Fehral's ears and whiskers twitched in negation. "Never. Owner tell Fehral 'obey the Killing Dance'. Say 'always'. Walk away. Fehral not even know if Dance know how say."
Opal laughed happily. "Of course he knows how to say it, any Delta who is taught to give commands at all knows how to say it, there must be something in your record about that command and the flaws in your programming and he thinks that is the mistake everyone else has made with you all this time."

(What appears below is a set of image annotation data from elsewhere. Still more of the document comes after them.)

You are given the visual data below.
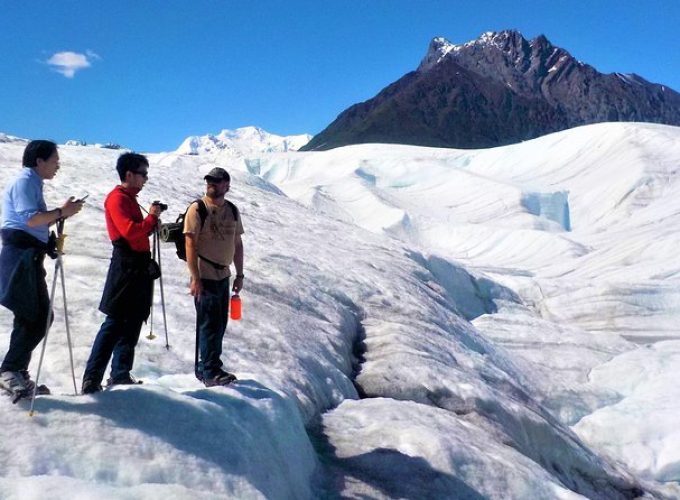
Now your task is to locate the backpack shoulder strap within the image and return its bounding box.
[196,198,208,228]
[225,200,238,221]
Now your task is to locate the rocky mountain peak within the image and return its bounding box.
[302,30,680,150]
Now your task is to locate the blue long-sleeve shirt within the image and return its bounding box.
[2,167,49,243]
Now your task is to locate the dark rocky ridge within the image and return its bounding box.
[302,31,680,151]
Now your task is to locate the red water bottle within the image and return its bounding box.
[229,293,241,320]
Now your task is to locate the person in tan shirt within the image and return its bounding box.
[184,167,244,387]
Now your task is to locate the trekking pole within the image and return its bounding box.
[146,229,156,340]
[153,226,170,351]
[58,244,78,396]
[28,218,78,417]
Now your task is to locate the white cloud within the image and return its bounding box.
[47,50,101,78]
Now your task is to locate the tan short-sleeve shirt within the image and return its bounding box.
[184,196,243,280]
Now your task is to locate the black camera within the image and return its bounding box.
[152,200,168,212]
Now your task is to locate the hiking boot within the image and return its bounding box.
[0,371,28,394]
[82,379,102,394]
[106,375,144,387]
[203,370,238,387]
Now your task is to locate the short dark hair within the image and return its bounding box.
[21,139,57,168]
[116,153,149,181]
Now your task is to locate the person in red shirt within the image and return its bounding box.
[82,153,161,394]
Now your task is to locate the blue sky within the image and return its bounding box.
[0,0,680,152]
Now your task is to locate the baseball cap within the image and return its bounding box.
[203,167,231,181]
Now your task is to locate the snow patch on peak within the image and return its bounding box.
[0,132,28,143]
[176,126,312,157]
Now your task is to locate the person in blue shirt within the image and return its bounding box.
[0,140,83,394]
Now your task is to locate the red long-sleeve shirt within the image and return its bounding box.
[104,186,157,252]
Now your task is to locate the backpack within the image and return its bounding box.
[160,199,238,269]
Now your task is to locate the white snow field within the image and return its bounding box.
[0,123,680,499]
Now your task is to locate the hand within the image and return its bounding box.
[189,276,203,300]
[231,276,243,293]
[61,196,85,217]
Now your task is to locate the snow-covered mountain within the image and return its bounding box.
[0,123,680,499]
[176,127,312,157]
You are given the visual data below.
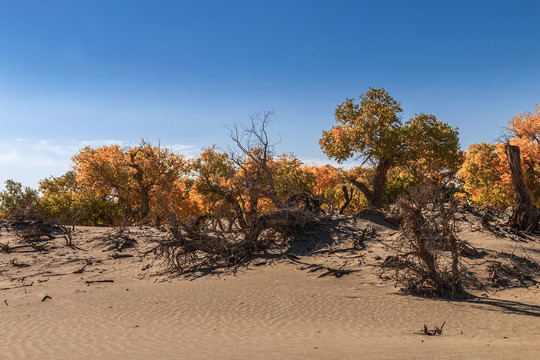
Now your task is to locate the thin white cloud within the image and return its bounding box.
[0,138,199,189]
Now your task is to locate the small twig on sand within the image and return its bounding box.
[0,281,34,291]
[317,267,358,277]
[422,321,446,336]
[85,280,114,285]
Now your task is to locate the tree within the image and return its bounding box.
[457,142,512,208]
[0,180,39,217]
[38,170,121,225]
[458,105,540,211]
[73,140,188,222]
[504,105,540,231]
[319,88,460,208]
[506,144,540,231]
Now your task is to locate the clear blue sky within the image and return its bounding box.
[0,0,540,188]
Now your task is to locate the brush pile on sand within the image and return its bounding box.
[0,202,540,359]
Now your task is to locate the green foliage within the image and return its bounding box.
[0,180,39,217]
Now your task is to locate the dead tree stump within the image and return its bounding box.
[505,144,540,232]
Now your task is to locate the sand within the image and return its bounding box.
[0,218,540,359]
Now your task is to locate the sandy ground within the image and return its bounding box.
[0,218,540,359]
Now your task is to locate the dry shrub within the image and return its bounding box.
[486,252,540,287]
[152,208,318,272]
[152,112,324,272]
[381,180,465,297]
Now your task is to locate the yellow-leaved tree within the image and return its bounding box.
[319,88,462,208]
[73,140,189,222]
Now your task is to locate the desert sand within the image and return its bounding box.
[0,217,540,359]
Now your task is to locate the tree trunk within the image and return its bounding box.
[350,158,392,209]
[339,185,353,215]
[505,144,540,231]
[140,188,150,223]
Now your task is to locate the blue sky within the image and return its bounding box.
[0,0,540,187]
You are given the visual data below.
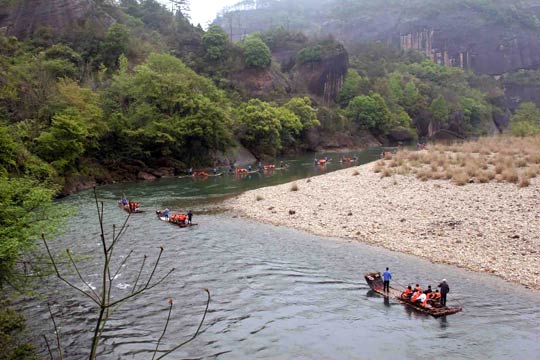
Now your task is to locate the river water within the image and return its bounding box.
[19,149,540,359]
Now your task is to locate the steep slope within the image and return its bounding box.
[0,0,114,39]
[216,0,540,75]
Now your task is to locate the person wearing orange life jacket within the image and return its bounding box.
[401,285,413,299]
[432,290,441,302]
[411,291,423,303]
[414,292,427,306]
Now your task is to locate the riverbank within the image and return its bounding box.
[226,163,540,290]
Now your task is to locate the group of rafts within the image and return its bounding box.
[186,163,287,179]
[188,157,358,178]
[364,272,463,317]
[118,197,197,228]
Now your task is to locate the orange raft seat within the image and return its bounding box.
[169,214,187,224]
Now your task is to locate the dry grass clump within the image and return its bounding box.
[501,168,519,184]
[381,168,392,177]
[373,136,540,186]
[452,170,469,186]
[518,177,531,188]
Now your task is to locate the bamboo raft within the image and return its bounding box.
[364,272,463,318]
[118,200,144,214]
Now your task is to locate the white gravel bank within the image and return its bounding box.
[226,164,540,289]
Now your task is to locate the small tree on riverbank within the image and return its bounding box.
[42,189,210,360]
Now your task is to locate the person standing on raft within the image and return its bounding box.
[437,279,450,306]
[383,268,392,292]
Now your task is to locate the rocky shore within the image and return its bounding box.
[226,164,540,290]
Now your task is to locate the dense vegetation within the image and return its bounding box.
[218,0,540,37]
[0,0,540,358]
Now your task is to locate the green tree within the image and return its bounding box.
[99,24,131,69]
[387,72,403,104]
[202,25,229,61]
[510,102,540,137]
[429,95,450,125]
[0,126,17,177]
[237,99,282,158]
[241,34,272,69]
[36,109,88,174]
[399,81,423,115]
[284,97,321,130]
[103,54,232,163]
[275,107,303,148]
[345,93,396,133]
[338,69,362,107]
[0,177,57,289]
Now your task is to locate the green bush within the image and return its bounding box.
[241,34,272,69]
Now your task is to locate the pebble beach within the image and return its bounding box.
[226,163,540,290]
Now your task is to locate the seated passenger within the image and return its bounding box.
[401,285,413,299]
[416,293,427,306]
[411,291,423,302]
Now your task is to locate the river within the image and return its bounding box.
[19,149,540,359]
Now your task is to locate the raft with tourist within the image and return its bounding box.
[364,272,463,318]
[156,209,198,228]
[118,195,144,214]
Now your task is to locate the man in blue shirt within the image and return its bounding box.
[383,268,392,292]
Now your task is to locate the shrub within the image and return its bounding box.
[519,176,531,188]
[501,168,519,184]
[452,170,469,186]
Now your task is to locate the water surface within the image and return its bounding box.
[20,150,540,359]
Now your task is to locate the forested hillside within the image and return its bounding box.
[216,0,540,111]
[0,0,532,200]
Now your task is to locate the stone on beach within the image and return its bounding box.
[227,164,540,290]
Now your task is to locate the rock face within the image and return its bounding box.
[216,0,540,75]
[0,0,114,38]
[293,49,349,105]
[399,23,540,75]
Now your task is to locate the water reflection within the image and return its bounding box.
[15,150,540,359]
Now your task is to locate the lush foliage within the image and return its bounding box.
[242,34,272,69]
[202,25,229,60]
[0,177,57,288]
[510,102,540,137]
[0,300,38,360]
[103,54,232,164]
[237,98,320,157]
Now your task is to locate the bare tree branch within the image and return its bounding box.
[157,289,210,360]
[43,335,54,360]
[47,303,64,360]
[152,299,173,360]
[41,234,100,306]
[66,249,99,300]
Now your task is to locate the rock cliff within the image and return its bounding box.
[0,0,114,38]
[216,0,540,75]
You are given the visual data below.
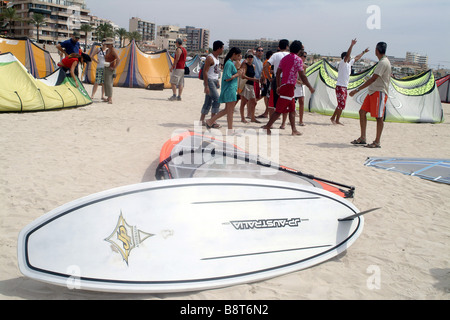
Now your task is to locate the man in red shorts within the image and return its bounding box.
[263,40,315,136]
[330,39,369,125]
[350,42,391,148]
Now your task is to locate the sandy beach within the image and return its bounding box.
[0,74,450,300]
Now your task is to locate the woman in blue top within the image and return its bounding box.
[206,47,242,130]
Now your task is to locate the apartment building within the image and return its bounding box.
[180,26,210,52]
[405,52,428,66]
[129,17,156,42]
[155,25,187,52]
[228,38,280,52]
[6,0,90,43]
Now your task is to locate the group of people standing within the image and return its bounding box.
[200,39,391,148]
[200,39,314,135]
[56,32,120,104]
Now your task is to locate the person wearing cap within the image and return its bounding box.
[56,31,80,76]
[169,38,187,101]
[104,38,120,104]
[240,51,260,123]
[58,51,91,88]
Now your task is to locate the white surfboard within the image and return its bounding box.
[18,178,364,293]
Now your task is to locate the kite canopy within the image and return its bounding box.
[364,158,450,184]
[436,74,450,103]
[0,53,92,112]
[84,40,172,89]
[305,60,444,123]
[184,55,203,79]
[0,38,57,78]
[155,131,354,198]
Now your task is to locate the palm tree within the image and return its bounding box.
[28,13,45,43]
[80,23,92,52]
[2,8,20,36]
[116,28,128,48]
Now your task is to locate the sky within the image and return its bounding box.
[86,0,450,69]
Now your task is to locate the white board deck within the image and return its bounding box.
[18,178,364,293]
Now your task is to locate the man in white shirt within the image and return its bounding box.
[350,42,392,148]
[331,39,369,125]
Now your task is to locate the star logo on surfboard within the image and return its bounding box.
[105,211,154,265]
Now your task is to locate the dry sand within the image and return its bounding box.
[0,79,450,300]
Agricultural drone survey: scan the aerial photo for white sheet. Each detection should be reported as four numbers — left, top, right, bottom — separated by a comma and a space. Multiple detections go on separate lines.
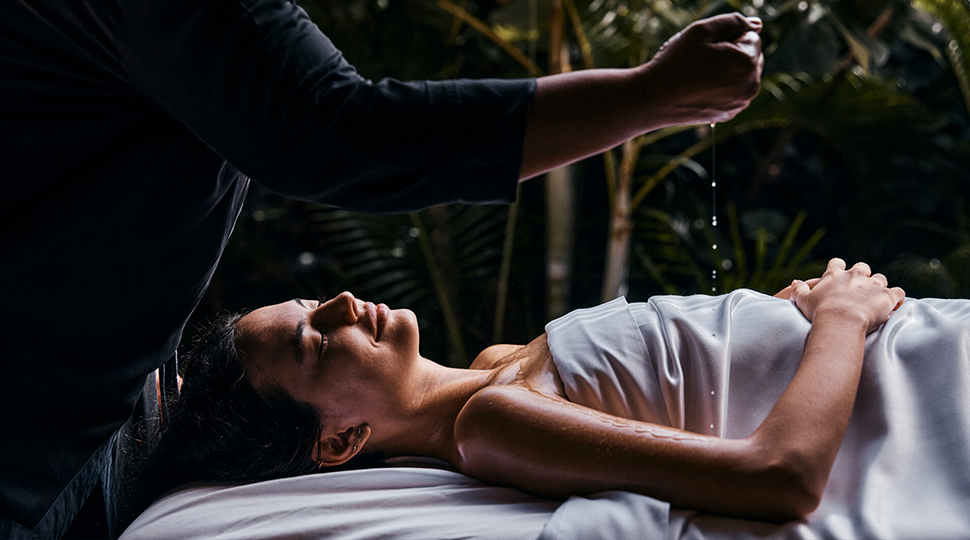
122, 291, 970, 540
546, 290, 970, 539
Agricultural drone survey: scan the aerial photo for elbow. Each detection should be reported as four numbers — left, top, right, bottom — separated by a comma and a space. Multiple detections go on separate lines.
765, 456, 828, 522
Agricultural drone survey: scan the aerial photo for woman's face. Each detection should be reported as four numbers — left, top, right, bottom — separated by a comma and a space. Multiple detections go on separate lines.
236, 292, 420, 422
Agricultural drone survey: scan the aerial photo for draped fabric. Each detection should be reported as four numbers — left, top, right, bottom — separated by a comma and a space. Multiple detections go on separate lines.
546, 290, 970, 539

A shrug travelled from Fehral's hunched shoulders down the curve of her spine until it shivered at the end of her tail. "Dunno."
"Marvelous. That's fine. What other command has he skipped?"
Fehral looked around at the floor, uncomfortable. "Umm. No submit. No need. Dance fight more'n Fehral. He say eat sometimes. He always have protein shake but is not for Alpha. No use return." She searched her memory for a moment. "No follow. No reason. Never tell Fehral hide or Ssssss--" The Alpha broke off, but the command she meant was obviously and understandably the terrifying first routine taught all Hybrids of any series, to freeze in place and make no sound.
"Well," Opal decided; "useless and pointless and not relevant to today, mostly. Very well. You will go scout the next area, find a valid target and come bring my Iceberia to it. You will stay out of all combat unless Iceberia invites you. Hide and assist Iceberia. Understand?"
"Yes, Verse."
"Go on, then."
Opal turned back to gaze upon the exercise room, and calculate how long into the afternoon she should wait before she proved that the obey command worked perfectly as designed if the Alpha was surprised with it. "Good tiger," she murmured under her breath, "you'll do very nicely."